I am trying to run Spark+Scala app on Bluemix using spark-submit.sh. So far, based on documentation and source code I came up with the following snippet:
val spark: SparkSession = SparkSession
.builder
.appName("app")
.config("spark.hadoop.fs.cos.softlayer.endpoint",
"s3-api.us-geo.objectstorage.service.networklayer.com")
.config("spark.hadoop.fs.cos.softlayer.access.key",
"auto-generated-apikey-<redacted>")
.config("spark.hadoop.fs.cos.softlayer.secret.key",
"<redacted>")
.getOrCreate()
spark.sparkContext.setLogLevel("TRACE")
spark.sparkContext.textFile("s3d://<bucket>.softlayer/<file>")
which fails with
Exception in thread "Driver" java.lang.NullPointerException
at com.ibm.stocator.fs.common.ObjectStoreGlobber.glob(ObjectStoreGlobber.java:179)
at com.ibm.stocator.fs.ObjectStoreFileSystem.globStatus(ObjectStoreFileSystem.java:443)
at org.apache.hadoop.mapred.FileInputFormat.singleThreadedListStatus(FileInputFormat.java:259)
due to
DEBUG apache.http.headers: http-outgoing-0 << HTTP/1.1 403 Forbidden
I believe 403 means "authentication was successful, but authorization was not", but even if I change my credentials to something random, I still get 403.
I configured my service account as a Reader for all 'cloud-object-storage' resources.
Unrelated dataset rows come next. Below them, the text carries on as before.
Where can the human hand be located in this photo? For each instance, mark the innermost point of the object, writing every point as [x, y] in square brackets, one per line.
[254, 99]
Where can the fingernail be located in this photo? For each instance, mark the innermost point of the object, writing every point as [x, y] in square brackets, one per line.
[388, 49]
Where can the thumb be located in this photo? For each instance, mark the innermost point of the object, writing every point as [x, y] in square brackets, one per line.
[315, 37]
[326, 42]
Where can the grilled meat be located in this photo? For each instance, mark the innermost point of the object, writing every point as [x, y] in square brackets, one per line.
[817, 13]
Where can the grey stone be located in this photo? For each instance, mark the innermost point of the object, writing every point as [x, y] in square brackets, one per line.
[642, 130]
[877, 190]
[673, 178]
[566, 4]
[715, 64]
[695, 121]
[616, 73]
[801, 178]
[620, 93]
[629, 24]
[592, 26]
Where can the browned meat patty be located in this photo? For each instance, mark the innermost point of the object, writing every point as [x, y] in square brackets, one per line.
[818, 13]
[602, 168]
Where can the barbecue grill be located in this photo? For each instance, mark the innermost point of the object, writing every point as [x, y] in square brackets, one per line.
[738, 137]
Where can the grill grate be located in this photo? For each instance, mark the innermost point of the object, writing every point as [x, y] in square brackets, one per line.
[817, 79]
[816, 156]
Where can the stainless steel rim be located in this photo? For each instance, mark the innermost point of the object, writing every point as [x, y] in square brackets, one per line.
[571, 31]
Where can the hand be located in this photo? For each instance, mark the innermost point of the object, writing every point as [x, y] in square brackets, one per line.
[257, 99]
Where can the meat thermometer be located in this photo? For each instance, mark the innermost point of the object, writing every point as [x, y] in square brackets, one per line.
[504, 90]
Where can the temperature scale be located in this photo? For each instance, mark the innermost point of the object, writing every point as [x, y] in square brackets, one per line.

The same credentials work fine for me in python.
What am I missing?
Unfortunately, the current documentation for the AE beta refers to the IaaS version of COS, which uses AWS-style (HMAC) credentials for authentication instead of the API key provided by IBM Cloud IAM. Support for HMAC credentials in IAM-enabled COS is coming later this year.
The AE docs should be updated soon with examples of using an API key to connect to COS. In the meantime, try this configuration syntax:
.config("spark.hadoop.fs.cos.iamservice.iam.endpoint",
"https://iam.ng.bluemix.net/oidc/token")
.config("spark.hadoop.fs.cos.iamservice.endpoint",
"s3-api.us-geo.objectstorage.service.networklayer.com")
.config("spark.hadoop.fs.cos.iamservice.iam.api.key",
"<api-key>")
.config("spark.hadoop.fs.cos.iamservice.iam.service.id",
"<resource-instance-id>")